Lecturer: Oleg Kozlovski
Term(s): Term 1
Status for Mathematics students: Core
Commitment: 30 lectures, 10 weekly assignments with 4 or 5 fortnightly tests based on them
Assessment: 15% from fortnightly tests and 85% from January exam
Formal registration prerequisites: None
Assumed knowledge: Grade A in A-level Maths or equivalent.
Useful background: Some elementary knowledge of modular arithmetic, induction principle, set notation.
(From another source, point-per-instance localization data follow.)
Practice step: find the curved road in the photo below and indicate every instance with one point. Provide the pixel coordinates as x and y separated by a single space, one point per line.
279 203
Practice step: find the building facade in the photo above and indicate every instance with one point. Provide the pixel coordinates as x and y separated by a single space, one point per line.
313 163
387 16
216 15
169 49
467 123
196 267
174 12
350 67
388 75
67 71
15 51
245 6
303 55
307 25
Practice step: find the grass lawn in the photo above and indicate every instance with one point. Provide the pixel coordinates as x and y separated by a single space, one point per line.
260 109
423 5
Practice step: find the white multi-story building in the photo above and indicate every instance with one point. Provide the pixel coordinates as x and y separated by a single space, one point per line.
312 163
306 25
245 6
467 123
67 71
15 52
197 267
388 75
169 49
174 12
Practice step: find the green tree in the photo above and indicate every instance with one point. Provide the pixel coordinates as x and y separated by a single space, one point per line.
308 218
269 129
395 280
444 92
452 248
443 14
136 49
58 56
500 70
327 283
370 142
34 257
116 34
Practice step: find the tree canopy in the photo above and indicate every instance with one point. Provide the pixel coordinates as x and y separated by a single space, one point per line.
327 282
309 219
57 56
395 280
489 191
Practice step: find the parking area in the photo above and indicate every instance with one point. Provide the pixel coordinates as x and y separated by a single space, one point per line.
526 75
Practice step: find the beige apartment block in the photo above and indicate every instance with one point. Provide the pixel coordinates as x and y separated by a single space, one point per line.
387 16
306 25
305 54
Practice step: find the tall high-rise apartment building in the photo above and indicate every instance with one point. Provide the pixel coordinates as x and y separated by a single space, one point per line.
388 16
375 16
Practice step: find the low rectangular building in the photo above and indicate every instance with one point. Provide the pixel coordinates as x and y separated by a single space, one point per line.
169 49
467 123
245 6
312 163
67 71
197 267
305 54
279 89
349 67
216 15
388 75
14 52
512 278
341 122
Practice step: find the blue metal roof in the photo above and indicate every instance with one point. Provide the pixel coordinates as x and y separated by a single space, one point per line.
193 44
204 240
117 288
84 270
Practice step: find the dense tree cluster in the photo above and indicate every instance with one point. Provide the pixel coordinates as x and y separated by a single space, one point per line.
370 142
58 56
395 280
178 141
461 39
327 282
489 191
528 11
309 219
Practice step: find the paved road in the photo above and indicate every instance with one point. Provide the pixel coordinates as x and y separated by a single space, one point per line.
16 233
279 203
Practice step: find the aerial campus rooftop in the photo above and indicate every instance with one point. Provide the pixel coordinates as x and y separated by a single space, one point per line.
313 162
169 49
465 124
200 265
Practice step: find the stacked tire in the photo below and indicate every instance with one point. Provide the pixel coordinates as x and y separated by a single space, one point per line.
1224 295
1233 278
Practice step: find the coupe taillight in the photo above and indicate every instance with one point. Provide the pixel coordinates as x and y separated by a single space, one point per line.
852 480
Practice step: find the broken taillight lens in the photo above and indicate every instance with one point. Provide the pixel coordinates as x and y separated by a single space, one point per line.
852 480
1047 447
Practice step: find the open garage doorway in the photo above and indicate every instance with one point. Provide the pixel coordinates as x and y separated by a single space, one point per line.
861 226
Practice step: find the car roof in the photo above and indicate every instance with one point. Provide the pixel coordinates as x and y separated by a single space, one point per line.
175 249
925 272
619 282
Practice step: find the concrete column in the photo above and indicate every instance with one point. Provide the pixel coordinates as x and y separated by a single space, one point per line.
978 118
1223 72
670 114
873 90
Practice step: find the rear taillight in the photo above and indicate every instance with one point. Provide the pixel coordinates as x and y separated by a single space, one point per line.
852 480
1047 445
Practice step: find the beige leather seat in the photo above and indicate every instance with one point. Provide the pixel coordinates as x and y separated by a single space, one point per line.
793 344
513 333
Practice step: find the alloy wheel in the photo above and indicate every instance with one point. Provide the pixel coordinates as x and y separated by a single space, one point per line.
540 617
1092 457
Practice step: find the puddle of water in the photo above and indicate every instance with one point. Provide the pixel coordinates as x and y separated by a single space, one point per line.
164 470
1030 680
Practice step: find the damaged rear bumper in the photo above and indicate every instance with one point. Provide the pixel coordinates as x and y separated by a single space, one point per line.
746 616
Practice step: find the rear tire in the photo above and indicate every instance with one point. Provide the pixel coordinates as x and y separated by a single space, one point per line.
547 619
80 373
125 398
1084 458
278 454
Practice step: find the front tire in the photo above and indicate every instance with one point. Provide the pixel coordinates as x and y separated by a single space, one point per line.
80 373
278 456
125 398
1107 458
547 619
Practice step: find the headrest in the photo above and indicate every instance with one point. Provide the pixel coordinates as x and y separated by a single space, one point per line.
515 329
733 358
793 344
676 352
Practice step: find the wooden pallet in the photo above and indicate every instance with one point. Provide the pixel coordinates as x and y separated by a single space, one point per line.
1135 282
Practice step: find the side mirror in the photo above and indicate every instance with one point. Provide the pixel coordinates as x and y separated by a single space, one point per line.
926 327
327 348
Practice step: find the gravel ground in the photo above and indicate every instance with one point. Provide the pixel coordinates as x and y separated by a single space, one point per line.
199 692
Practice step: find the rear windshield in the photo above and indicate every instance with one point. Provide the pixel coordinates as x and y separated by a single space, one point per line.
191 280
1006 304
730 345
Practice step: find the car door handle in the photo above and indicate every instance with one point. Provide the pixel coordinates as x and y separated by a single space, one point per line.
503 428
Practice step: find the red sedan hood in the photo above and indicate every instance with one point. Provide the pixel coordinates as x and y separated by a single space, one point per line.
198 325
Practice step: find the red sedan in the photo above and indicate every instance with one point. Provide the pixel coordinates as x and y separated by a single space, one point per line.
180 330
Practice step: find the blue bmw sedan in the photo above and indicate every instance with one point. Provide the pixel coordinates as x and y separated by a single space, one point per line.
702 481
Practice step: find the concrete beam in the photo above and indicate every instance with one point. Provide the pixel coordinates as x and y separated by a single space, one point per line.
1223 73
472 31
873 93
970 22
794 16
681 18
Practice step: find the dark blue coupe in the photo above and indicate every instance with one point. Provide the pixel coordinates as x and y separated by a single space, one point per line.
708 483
Synergies: Most later pure mathematics modules specifically:
- MA136 Introduction to Abstract Algebra
- MA131 Analysis
- MA106 Linear Algebra
- MA251 Algebra I: Advanced Linear Algebra
Leads to: The following modules have this module listed as assumed knowledge or useful background:
- MA222 Metric Spaces
- MA260 Norms, Metrics and Topologies
- MA257 Introduction to Number Theory
- MA249 Algebra II: Groups and Rings
- MA3E1 Groups and Representations
- MA3A6 Algebraic Number Theory
- MA3D5 Galois Theory
- MA3H3 Set Theory
Aims: University mathematics introduces progressively more and more abstract ideas and structures, and demands more and more in the way of proof, until by the end of a mathematics degree most of the student's time is occupied with understanding proofs and creating his or her own. This is not because university mathematicians are more pedantic than schoolteachers, but because proof is how one knows things in mathematics, and it is in its proofs that the strength and richness of mathematics is to be found.
Learning to deal with abstraction and with proofs takes time. This module aims to bridge the gap between school and university mathematics, by beginning with some rather concrete techniques where the emphasis is on calculation, and gradually moving towards abstraction and proof.
Number systems: Natural numbers, integers. Rationals and real numbers. Existence of irrational numbers. Complex Numbers.
Polar and exponential form of complex numbers. De Moivre's Theorem, $n$'th roots and roots of unity.
Euclidean algorithm; greatest common divisor and least common multiple.
Prime numbers, existence and uniqueness of prime factorisation. Infiniteness of the set of primes.
Modular arithmetic. Congruence, addition and multiplication modulo $n$.
- Language and Proof:
Proof by induction.
Proof by contradiction.
Basic set theory:$\cap,\cup$ , Venn diagrams and de Morgan's Laws. Cartesian product of sets, power set.
Logical connectives$\wedge$ , $\vee$ , $\Rightarrow$ and their relation with $\cap$ , $\cup$ and $\subseteq$. Quantifiers $\forall$ and $\exists$.
Sets, Functions and Relations:
Injective, surjective and bijective functions.
Relations: equivalence relations, order relations.
Multiplication and long division of polynomials.
Euclidean algorithm for polynomials.
Remainder theorem; a degree $n$ polynomial has at most $n$ roots.
Algebraic and transcendental numbers. Fundamental theorem of
Algebra (statement only).
Cardinalities, including infinite cardinalities.
Cardinality of the power set of X is greater than cardinality of X.
Countability of the rational numbers, uncountability of the reals.
Transcendental numbers exist!
Objectives: Students will work with number systems and develop fluency with their properties; they will learn the language of sets and quantifiers, of functions and relations and will become familiar with various methods and styles of proof.
None of these is the course text, but each would be useful, especially the first:
A.F.Beardon, Algebra and Geometry, CUP, 2005.
I.N. Stewart and D.O. Tall, Foundations of Mathematics, OUP, 1977.
J. A. Green, Sets and Groups; First Course in Algebra, Chapman and Hall, 1995.